In 2002, Dexia Crediop S.p.A. (“Dexia”), an Italian bank, began advising an Italian local authority known as Comune di Prato (“Prato”) on debt restructuring and interest rate swaps. Shortly thereafter, Dexia and Prato entered into a “master agreement” which set out the terms which were to govern interest rate swap transactions between the parties. In a schedule to the master agreement, the parties agreed that English law was to govern the agreement. Six swaps took place between December 2002 and June 2006. All obligations under swaps 1 to 5 were performed by each side as and when those obligations fell due. Prato, however, defaulted under swap 6.
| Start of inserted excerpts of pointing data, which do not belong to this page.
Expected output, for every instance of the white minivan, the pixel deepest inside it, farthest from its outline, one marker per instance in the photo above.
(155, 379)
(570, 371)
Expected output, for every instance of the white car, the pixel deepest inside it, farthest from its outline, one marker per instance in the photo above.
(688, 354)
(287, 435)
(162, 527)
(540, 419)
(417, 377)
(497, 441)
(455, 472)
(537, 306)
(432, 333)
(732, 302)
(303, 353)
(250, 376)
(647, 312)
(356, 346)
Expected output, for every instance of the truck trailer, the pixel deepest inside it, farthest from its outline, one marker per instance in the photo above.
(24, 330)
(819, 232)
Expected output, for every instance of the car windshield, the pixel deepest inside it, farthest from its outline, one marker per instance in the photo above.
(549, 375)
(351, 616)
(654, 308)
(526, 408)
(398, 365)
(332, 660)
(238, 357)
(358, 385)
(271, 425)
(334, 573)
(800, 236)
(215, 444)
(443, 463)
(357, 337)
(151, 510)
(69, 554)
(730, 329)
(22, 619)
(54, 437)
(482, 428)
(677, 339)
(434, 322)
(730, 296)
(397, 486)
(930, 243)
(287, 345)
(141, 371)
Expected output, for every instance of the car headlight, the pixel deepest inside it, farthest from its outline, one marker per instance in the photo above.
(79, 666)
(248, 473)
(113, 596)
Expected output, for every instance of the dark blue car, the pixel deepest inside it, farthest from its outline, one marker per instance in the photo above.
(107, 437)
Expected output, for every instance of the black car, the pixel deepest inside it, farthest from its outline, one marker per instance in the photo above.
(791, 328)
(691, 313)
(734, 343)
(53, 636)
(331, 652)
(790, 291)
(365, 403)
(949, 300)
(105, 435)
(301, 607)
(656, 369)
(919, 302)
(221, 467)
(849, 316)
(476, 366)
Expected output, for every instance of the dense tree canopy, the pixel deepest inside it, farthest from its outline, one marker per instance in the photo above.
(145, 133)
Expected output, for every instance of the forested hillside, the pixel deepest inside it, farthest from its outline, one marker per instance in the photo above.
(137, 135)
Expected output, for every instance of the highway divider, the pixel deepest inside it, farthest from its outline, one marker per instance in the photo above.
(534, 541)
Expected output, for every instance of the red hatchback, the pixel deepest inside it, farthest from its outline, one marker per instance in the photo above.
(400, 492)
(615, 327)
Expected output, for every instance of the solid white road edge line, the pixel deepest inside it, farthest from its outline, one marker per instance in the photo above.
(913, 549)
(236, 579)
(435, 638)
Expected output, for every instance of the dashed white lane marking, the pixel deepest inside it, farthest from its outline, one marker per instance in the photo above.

Dexia’s brought proceedings against Prato for the recovery of sums it said should have been paid by Prato under swap 6 on and from 31 December 2010, pleaded as €6,504,878.35 as at 31 December 2013. Prato contended that it was not bound by swap 6 or swaps 1 to 5 and that the obligations under each of them could not be enforced by Dexia. Specifically, Dexia argued that its obligations under the swaps were unenforceable as they contravened general principles of Italian law and local government law, which, in accordance with article 3(3) of the Convention 80/934/ECC on the law application to contractual obligations (the “Rome Convention”), could not be derogated from. Prato relied upon article 30.6 of the Italian financial services law known as Testo Unico della Finanza (“TUF”), which required a 7 day cooling off period to be given for contracts made off-site, to argue that all the swaps were null and void.

The Decision

The High Court held that the swaps did not contravene relevant Italian local government law and found Prato’s allegations in this regard to be “unsustainable”.  On the evidence, however, Prato was found to be entitled to rely on article 30.6 TUF. This provision was considered by the High Court to be a mandatory provision under article 3(3) of the Rome Convention that could not be derogated from. Accordingly, Dexia’s failure to notify Prato of its right of withdrawal within seven days of entering into each swap meant each of the swaps was null and void and Dexia’s claim failed.

Analysis

The decision of the High Court highlights the importance for banks and other financial institutions to have regard to local mandatory rules which may conflict with a chosen jurisdiction and the serious consequences which can follow as a result of non-compliance.